Saunders also goes ahead to criticize Wily's mechanical creations.
"What is wrong with him, making all of his robots men? What's wrong with women? He is WAY behind on the times. Women OWN this world. If he ever wants to take over the world, he should start by becoming a woman.
"And finally, like, what's his big deal with flying saucers? Ok, let's like, take a look here: crazy hair, stupid lab coat, flying saucer…this guy is definitely an alien. I mean, how else can you justify hiding yourself away in a bunch of castles and launching wars to take over the planet? I say he's an alien commando from Planet Mars. Or at least Mercury. And it's not like his flying saucer deal gets him anywhere. I mean, look at how many times Mega Man has so totally trashed him! He's used that same design over and over, too. What's his obsession with skulls? Me, I say it's because he's studying them for his Martian master, but I don't have proof yet. Anyway, that flying saucer look is so last rebellion. What the world needs is a new Wily, a fresh Wily, one that can strike terror into people's hearts anew and can thus sell more game copies! And no more of that skull-saucer thing. 'Look at me, Mega Man, I'm a big floating bone!' is just not going to cut it anymore."
When Wily saw the article he promptly issued a counterstatement, saying quite forcefully that Cutman cuts his hair quite frequently, that the lab coat look is very "in" among scientists of any kind, and that his skull emblem is his "baby" and by God he's sticking to it.
"Look at him, look how stubborn he is, denying life-saving fashion tips!" Saunders shook her head in disbelief. "Is he like, insane or something?"
DUO CAN'T BELIEVE HOW SHITTY EARTH GOT
Talk about letdowns.
By Kou Cao
TOKYO—Alien robot Duo returned to Earth yesterday, arriving just three days after Eurasia devastated the planet, and promptly issued a statement declaring that he "couldn't believe how shitty the place got in just sixty or so years."
"I swear to God," the destroyer of Evil Energy said in disbelief. "I leave you people alone for a few years, and this is what you do to the place!"
Duo, a massive sentient robot with strange powers and an even stranger mission, came to Earth during Dr.
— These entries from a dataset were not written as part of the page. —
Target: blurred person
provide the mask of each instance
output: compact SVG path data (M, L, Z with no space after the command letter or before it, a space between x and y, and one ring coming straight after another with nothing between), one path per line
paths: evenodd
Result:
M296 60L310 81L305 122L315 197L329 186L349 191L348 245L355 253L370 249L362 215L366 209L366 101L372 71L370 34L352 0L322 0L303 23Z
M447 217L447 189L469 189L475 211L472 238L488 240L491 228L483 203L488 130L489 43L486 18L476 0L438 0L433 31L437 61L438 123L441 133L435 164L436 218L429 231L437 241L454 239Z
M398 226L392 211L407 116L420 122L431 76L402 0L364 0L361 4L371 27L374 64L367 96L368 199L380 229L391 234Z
Wily's 8th Robot Rebellion to destroy the Evil Energy Wily was using in his mad schemes. After the fall of Wily Tower, Duo healed the stricken Mega Man and departed for the stars. His return has gone mostly unnoticed, since everyone he knew is dead and X and Signas are busy rebuilding the shattered planet, which suffered the wrath of the Sigma Virus after the mercenary Dynamo corrupted space colony Eurasia and brought it on a crash course with Earth.
"When I left, everything was nice and happy," Duo grumped. "There were leaves on the trees, birds in the air, and girly-men in blue underwear keeping the peace. Now girly men in blue armor still keep the peace, but they've obviously done a shitty job of it, because this place looks like a meteor hit it, or something."
"Well, all right," the giant robot decided. "I guess I'd better find Zero and heal him back to heath. And on the way I should see if I can learn anything about that Starbucks franchise. You can't tell me THAT'S gone, too. …Right?"